Yesterday, a 10” long channel catfish fell from the heavens with a heavy thud as it landed on my neighbors’ driveway, wiggling, wet, and very much alive. Had I not seen it myself, I’d think this fish tale was just a bit too fishy! Yet, there it was. Sometimes, the oddest things happen, rare even, almost unbelievable. And, when this odd circumstance occurred, it seemed to reflect a state in my life.
As it turns out, the oddity of the circumstance was easily understood- if you had the benefit of the events that immediately preceeded it. There was a great deal of squawking and cawing overhead. A magnificent bald eagle, catfish in tow (or talon I suppose) was flying overhead, relentlessly pursued by two crows. The crows were diving, attacking and harassing the eagle, presumably because they wanted to steal the eagles meal. The eagle, distracted by his current circumstance, loosened his grip on the slippery, wiggling soon-to-be meal, relinquishing the fruit of the thing for which he was designed(he’s a bird of prey, after all). In a sense, he let go of his destiny, no doubt groaning and travailing in the pain of what would become an empty stomach.
At times in my life, I wonder, “How did I get here?” or maybe more accurately, “How did I get in this mess?”. I’ll pray, “Father, where did I miss You?”. As I pondered this in the light of a catfish in the driveway, I found a connection. The imagery is perfect. Crows have long been associated with evil and darkness. And, of course, who among us doesn’t want to “soar like an eagle”. How many times have I let go of God’s destiny for my life because I was distracted by crows? More than I can count, and more than I know.
Those crows had no intention of a full on frontal assault of the eagle.
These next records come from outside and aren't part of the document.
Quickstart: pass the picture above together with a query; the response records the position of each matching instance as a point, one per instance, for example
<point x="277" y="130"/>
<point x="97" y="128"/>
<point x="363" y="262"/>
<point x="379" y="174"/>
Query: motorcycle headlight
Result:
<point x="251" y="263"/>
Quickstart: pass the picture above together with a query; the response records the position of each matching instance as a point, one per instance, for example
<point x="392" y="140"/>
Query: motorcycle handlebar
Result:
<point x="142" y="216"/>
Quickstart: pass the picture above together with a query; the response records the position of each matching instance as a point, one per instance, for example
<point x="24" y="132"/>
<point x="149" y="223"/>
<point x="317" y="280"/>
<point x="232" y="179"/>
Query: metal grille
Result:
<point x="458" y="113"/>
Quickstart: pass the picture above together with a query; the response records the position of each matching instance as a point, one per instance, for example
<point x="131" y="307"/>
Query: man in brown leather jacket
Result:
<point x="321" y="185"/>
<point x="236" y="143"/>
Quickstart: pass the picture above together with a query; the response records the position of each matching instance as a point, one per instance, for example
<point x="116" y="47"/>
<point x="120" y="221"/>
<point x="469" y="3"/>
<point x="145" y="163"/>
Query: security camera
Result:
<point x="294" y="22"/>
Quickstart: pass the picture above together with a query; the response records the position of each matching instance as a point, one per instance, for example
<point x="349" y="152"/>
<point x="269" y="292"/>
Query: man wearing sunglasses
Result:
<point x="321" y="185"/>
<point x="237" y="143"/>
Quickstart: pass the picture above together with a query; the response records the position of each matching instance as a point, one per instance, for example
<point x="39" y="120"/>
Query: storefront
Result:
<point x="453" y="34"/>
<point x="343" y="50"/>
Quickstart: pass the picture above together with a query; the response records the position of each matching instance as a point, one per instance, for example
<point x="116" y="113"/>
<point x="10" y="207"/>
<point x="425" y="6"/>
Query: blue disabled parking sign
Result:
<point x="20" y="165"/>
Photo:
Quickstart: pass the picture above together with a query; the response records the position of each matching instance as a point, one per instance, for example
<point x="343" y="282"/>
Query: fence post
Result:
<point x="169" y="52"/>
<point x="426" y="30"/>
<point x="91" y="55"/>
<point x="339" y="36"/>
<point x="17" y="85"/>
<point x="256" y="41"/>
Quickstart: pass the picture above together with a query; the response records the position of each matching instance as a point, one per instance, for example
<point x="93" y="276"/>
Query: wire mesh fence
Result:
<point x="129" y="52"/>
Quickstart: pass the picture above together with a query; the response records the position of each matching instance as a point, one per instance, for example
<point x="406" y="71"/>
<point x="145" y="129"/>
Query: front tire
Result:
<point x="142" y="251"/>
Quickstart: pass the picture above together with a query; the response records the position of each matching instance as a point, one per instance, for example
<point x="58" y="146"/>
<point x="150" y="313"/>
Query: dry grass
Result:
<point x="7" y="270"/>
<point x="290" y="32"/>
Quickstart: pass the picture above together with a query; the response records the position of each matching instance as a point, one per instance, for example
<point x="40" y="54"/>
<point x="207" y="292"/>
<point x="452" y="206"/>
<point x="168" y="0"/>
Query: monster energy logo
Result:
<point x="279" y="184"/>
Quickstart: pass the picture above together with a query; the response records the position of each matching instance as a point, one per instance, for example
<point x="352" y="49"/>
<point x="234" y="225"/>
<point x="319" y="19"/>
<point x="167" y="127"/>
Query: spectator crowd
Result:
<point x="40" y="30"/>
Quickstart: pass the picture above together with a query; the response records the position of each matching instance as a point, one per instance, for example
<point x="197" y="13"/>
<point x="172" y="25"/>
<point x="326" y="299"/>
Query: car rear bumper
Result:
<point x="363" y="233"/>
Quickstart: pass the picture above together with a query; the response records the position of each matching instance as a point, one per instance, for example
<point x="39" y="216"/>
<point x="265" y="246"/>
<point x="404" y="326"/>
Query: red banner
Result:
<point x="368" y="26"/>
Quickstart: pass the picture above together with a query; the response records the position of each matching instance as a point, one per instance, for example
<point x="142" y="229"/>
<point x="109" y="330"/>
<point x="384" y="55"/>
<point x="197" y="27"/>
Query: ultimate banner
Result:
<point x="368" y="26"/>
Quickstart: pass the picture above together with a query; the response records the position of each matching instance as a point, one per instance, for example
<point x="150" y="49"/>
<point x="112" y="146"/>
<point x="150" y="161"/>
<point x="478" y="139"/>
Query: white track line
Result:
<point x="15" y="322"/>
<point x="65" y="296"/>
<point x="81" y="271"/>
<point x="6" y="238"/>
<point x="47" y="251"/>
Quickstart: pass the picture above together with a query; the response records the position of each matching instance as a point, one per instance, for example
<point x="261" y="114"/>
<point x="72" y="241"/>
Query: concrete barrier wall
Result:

They were perfectly aware of the power, strength and weaponry of the eagle. Their plan was to distract, confuse and harass the eagle. They made noise. They feinted attack, constantly approaching from the eagles blind spot. Eventually, distracted, and perhaps tired, the eagle let go of the prize. In the end, the eagle ended up with nothing but an empty belly for all his effort, for seemingly accomplishing the thing for which he was designed. Did the crows really want the catfish? No, they continued to harass that eagle, leaving the fruit of the birds destiny to wriggle and die in the driveway, coming to waste and nothingness.
So, where are the crows in your life? What are the crows in your life? Around what circumstances to do you become confused? When do you feel harassed? What are the voices that speak failure, despair and condemnation in the lonely and disconnected moments of your life?
Every person who pursues God encounters ‘crows’. The enemy is driven to cut us off from our destiny, from our purpose, from Jesus. All of creation groans in the pain of separation from the heart of God. If we have the eyes to see, we can understand the battle, understand the adversary, and see the path to victory.